Медленно бредут по степной дороге волы, взбивая белёсую пыль. Скрипят немазанные колёса арбы. Изредка волы останавливаются, приметив вывалившуюся из повозки свёклу, торопливо хватают и долго жуют на ходу, пуская длинные сверкающие слюни.

Иван Ярыш и Николай уже вторую неделю возят свёклу с полей на сахарный завод в Малую Виску.

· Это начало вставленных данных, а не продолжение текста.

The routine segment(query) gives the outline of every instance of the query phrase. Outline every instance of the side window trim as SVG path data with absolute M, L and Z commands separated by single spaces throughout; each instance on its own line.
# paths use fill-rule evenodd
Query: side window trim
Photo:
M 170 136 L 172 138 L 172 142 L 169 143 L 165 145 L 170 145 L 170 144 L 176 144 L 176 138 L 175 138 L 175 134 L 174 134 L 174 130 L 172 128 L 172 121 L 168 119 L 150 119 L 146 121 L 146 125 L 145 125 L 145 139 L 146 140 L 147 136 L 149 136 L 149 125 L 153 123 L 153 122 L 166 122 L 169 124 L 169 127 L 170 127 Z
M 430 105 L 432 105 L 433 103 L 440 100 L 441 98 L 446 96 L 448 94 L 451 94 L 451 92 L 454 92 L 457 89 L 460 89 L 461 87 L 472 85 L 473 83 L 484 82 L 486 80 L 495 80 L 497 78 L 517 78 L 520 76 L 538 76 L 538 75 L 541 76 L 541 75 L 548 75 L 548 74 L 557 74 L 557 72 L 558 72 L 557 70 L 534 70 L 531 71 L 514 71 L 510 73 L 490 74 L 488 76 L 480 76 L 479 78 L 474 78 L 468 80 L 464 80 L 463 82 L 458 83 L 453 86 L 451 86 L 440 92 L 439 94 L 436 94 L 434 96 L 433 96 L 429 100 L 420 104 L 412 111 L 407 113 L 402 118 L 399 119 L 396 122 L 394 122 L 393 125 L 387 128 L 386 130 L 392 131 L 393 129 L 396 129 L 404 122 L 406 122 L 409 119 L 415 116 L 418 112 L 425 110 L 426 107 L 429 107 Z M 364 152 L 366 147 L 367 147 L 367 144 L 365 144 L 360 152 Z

— Спалил бы кто это завод, что ли, — бубнит Иван.

— Как же! Спалишь его. Видел вчера: две машины немцев с собаками приехали, полицаям не доверяют. Вот мину бы достать… Ты в них не понимаешь, Ваня?

— Нет. Я — пулемётчик.

Их догнал невысокий плотный парень, в кургузом выгоревшем пиджачке.

— Гляжу, вы всё вместе да вместе. Ни до кого вам дела нет. Закурите?

Закурили. Пошли. Николай и Иван молчали.

— Фамилия моя Колесников, звать Григорием. Тоже из окруженцев, значит…

Он поглядел на Николая острыми прищуренными глазами.

— В братство своё примете? Втроём веселее… Будем буряки возить, думу думать…

— Судьбы у нас, как сапожные колодки, похожи друг на друга, — сказал Николай. — Что ж, приставай к нам, ежели не иуда…

Николай знает уже все ходы и выходы на заводе, примелькался немцам-охранникам, но все попытки пройти в главный цех ни к чему не привели — гнали в шею, грозили автоматом.

Приезжали на завод они всегда к вечеру. Взвесив свёклу, ссыпали её под откос в цементированную яму. На дне ямы проходил жёлоб, сильная струя воды уносила по нему свёклу на мойку. В моечной машине — громадном длинном корыте, наполненном водой, — быстро вертелись блестящие лопасти, перемешивая, перебрасывая свёклу, очищая её от земли. Лопасти гудели, вода пенилась, выплёскиваясь.

Машина работала сама, и лишь изредка сюда заглядывала мойщица.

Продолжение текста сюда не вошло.